# Paderson kinetixx imrt stiff driver shaft



## Oddsocks (Sep 29, 2014)

What can anyone tell me about this shaft.


----------



## Ethan (Sep 29, 2014)

They are expensive ($2-300) and have a website?

http://www.padersonshafts.com


----------



## Oddsocks (Sep 29, 2014)

I've been on there Ethan but the site gives no indication of how you can expect these models to play, high launch , low launch, spin rates etc?

Would be nice to have some info to compare against something like the Motore f1 65


----------



## the_coach (Sep 29, 2014)

Oddsocks said:



			What can anyone tell me about this shaft.
		
Click to expand...

Which one? Blue or Green, do you know the model number?
Generally very good shafts, not cheap, circa from around $280, up to near the $400 mark, a shaft depending on model. They have a range across different weights 'flex characteristics' etc.

Never used one so no personal experience of one. (as far as I'm aware they are only available 'new' through a fitting, as many of the top end shafts are, but suppose some will end up be put up for resale)


----------



## Oddsocks (Sep 30, 2014)

Hi coach 


It's as per the below link (green) in stiff flex.

So with that I assume it's the kkg-860d30

http://www.padersonshafts.com/OrderToday/ProductDetail/tabid/5781/rvdsfpid/kg-860dr-64/Default.aspx 

I'm looking at an amp bio cell plus and need to factor in the likelihood oh me reusing my amp shaft (f1/65g/s) or keeping the paderson in there


----------



## the_coach (Sep 30, 2014)

Oddsocks said:



			Hi coach 


It's as per the below link (green) in stiff flex.

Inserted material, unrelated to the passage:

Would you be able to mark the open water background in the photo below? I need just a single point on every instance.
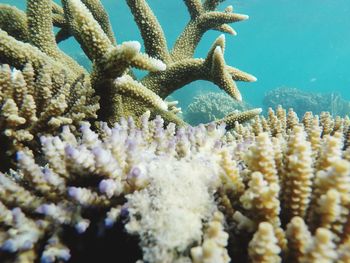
(303, 44)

So with that I assume it's the kkg-860d30

http://www.padersonshafts.com/OrderToday/ProductDetail/tabid/5781/rvdsfpid/kg-860dr-64/Default.aspx 

I'm looking at an amp bio cell plus and need to factor in the likelihood oh me reusing my amp shaft (f1/65g/s) or keeping the paderson in there
		
Click to expand...

am guessing this is a resale - so shaft would have been fitted for someone. bio cell+ stock shaft I've only seen the Matrix (red t). only real ways to find out is email them see if there's a fitter/dealer roundabouts so you could try the shaft out.

they make a large number of shafts (millions) for lots of OEMs such as Callaway, Titleist etc have a much smaller high end range under their own name, they are home grown firm but the factory is in Taiwan.
don't really see that many about, as said never hit one, but would expect it to be good quality, whether it's suits your swing a different question though. seems they like to keep the playing specs close to the chest.


----------



## Oddsocks (Sep 30, 2014)

Your telling me coach, I've googled and searched mostly forums and I can find nothing in the way of a shaft comparison 

I will factor in the cost that the shaft is worth nothing to me and will need to be changed, anything else from there is a bonus,


----------